Мужик уставился на меня весьма удивленно и даже довольно-таки враждебно.
— Это моя супруга на портрете. Ты что, ее знаешь?
Я назвал бы его тон угрожающим, и не обещающим ничего хорошего.
— Да нет, — простодушно ответил я, — просто пытался нарисовать портрет девочки, которую знал … — я сделал паузу, как будто задумался, — почти пятьдесят лет назад. Ваша жена тогда наверняка еще не родилась, — я улыбнулся, пытаясь обратить все в шутку.
Мужчина молча меня разглядывал, пытаясь оценить степень моей искренности, и не нашел, к чему придраться.
— Продается? — кивнул он на портрет.
Я пожал плечами.
— Тысячи долларов хватит?
В тот момент я подумал, что неизмеримо вырос в собственных глазах, как художник — за каждое мое движение углем собирались заплатить почти сотню баксов.
— Две! Три!! Скажи сколько!!!
«Одержимый? Сумасшедший?» подумал я.
— Послушай, дорогой, — мужик резко убавил громкость и приблизился ко мне вплотную, отравляя дыханием, — плачу пять тысяч — и по рукам. Не могу дать больше, прости, нет у меня с собой.
— Ладно, идет, если не можешь, — я снова пожал плечами и отступил на шаг назад.
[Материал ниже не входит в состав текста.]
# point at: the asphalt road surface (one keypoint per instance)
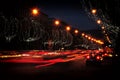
(69, 68)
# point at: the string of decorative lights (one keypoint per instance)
(110, 31)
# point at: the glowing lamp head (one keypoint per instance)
(94, 11)
(68, 28)
(99, 21)
(57, 22)
(76, 31)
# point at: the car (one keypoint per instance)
(94, 59)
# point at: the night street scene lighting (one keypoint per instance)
(63, 39)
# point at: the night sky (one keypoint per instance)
(67, 10)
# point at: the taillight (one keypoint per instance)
(88, 57)
(98, 57)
Он вынул из кармана стопку стодолларовых купюр и протянул ее мне:
— Пересчитай.
— Да верю я тебе, — выдавил я из себя.
В тот момент мне хотелось только одного — чтобы он перестал загрязнять воздух и поскорее покинул галерею. Он схватил портрет, поцеловал его и прижал к груди.
— Завернуть в бумагу? — дежурно спросил я.
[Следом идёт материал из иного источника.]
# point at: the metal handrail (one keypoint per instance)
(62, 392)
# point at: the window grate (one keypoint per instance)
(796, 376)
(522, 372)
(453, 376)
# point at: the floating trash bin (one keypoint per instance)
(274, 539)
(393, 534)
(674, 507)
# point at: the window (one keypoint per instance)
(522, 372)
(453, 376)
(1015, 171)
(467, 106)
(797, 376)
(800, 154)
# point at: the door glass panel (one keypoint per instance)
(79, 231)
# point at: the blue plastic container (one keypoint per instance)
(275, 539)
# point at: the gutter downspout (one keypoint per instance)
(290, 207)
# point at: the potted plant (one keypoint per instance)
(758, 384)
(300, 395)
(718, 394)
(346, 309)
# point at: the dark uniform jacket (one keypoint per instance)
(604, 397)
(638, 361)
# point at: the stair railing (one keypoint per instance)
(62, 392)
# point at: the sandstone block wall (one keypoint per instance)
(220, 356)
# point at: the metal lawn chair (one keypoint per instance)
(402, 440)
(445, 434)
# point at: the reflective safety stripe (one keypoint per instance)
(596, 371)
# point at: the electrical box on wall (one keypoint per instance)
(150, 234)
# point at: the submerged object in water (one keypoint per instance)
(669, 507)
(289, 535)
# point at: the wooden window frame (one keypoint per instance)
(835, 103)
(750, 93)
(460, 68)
— Да ты что? Я его так понесу — пусть все видят! — мужик под нервный вскрик эоловой арфы рванул дверь и выскочил на улицу.
Я заметил, что ко мне с весьма озабоченным видом спешно направляется Офра.
— Все нормально? — не ее лице читалась нешуточная тревога.
— Да вроде… — я показал ей пачку долларов.